Да, стоит взглянуть. Увидел — поверил, поверил — знаешь, а знание лучше незнания и незнаемого.
— Да.
Шофер задрал пиджак, открыл пристегнутую к поясу кобуру, размером не больше очечника. Когда они остановились на светофоре, он взял в руку крохотный пистолет с коротким черным дулом.
«Что есть искусство?» — подумал Цукерман.
— Любого, кто подойдет к этому малышу ближе чем на три метра, ждет большой сюрприз. — Пистолет пах машинным маслом.
— Недавно смазан, — сказал Цукерман.
— Да, сэр.
— Недавно стреляли?
— Вчера вечером, сэр, пристреливал.
— Можете убрать.
Вполне предсказуемо двухэтажный дом, в котором он жил с рождения, показался ему лилипутской репликой кирпичной крепости с навесом, которую он описывал по памяти. А был ли навес? Может, и был когда-то, теперь его не было.

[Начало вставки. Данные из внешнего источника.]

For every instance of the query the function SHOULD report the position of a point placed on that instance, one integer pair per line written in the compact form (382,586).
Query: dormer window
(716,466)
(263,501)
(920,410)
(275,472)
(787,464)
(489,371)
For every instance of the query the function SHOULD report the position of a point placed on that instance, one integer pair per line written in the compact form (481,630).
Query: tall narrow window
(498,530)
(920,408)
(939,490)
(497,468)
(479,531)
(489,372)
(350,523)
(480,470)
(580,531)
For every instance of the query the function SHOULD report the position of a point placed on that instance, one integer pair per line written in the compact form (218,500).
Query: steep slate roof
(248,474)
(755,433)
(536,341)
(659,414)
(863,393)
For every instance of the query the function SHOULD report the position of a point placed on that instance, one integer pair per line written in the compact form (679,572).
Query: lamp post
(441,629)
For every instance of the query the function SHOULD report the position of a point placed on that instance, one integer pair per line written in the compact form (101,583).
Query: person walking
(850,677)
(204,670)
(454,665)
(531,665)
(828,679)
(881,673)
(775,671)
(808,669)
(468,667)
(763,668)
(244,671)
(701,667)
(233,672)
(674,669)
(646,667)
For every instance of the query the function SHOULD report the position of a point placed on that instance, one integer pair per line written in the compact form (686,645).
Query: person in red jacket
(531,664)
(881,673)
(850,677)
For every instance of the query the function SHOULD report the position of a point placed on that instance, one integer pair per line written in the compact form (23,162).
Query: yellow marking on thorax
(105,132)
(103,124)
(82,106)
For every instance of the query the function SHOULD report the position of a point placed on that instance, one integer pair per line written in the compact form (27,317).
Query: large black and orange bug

Как не было и входной двери, ее сорвали с петель, а в холле большие окна по обе стороны отсутствующей двери стояли без стекол и были заколочены досками. Там, где прежде висели две лампы, освещавшие вход, болтались голые провода, в подъезде валялся мусор. Настоящая трущоба.
В доме напротив на месте мастерской портного был магазин духоподъемных товаров — в витрине выставлены статуэтки и прочие «предметы культа». На углу, где некогда была бакалея, теперь расположилась Евангелическая ассамблея Часовни на Голгофе. На автобусной остановке стояли и беседовали четыре грузные чернокожие женщины с хозяйственными сумками. Когда он был маленький, четыре чернокожие женщины на автобусной остановке приезжали бы со Спрингфилд-авеню убирать в домах еврейских женщин в районе Виквахик. Теперь они перебирались из района, где жили сами, убирать у еврейских женщин в пригородах. Кроме стариков, которым не удалось выбраться из муниципальных домов поблизости, евреев тут больше не осталось. Как почти не осталось белых, включая католических сирот. Приют, похоже, превратили в какую-то городскую школу, а на углу, где раньше располагалась ферма, построили какое-то новое неприметное зданьице. Банк. Оглядевшись по сторонам, он задумался: а кто же им пользуется. Кроме свечей, ладана и статуэток, на Лайонс-авеню больше не продавалось ничего. Похоже, нигде поблизости нельзя было купить ни буханку хлеба, ни фунт мяса, ни пинту мороженого или пузырек аспирина, не говоря уже о платьях, часах или стульях. Улочка с мастерскими и магазинчиками умерла.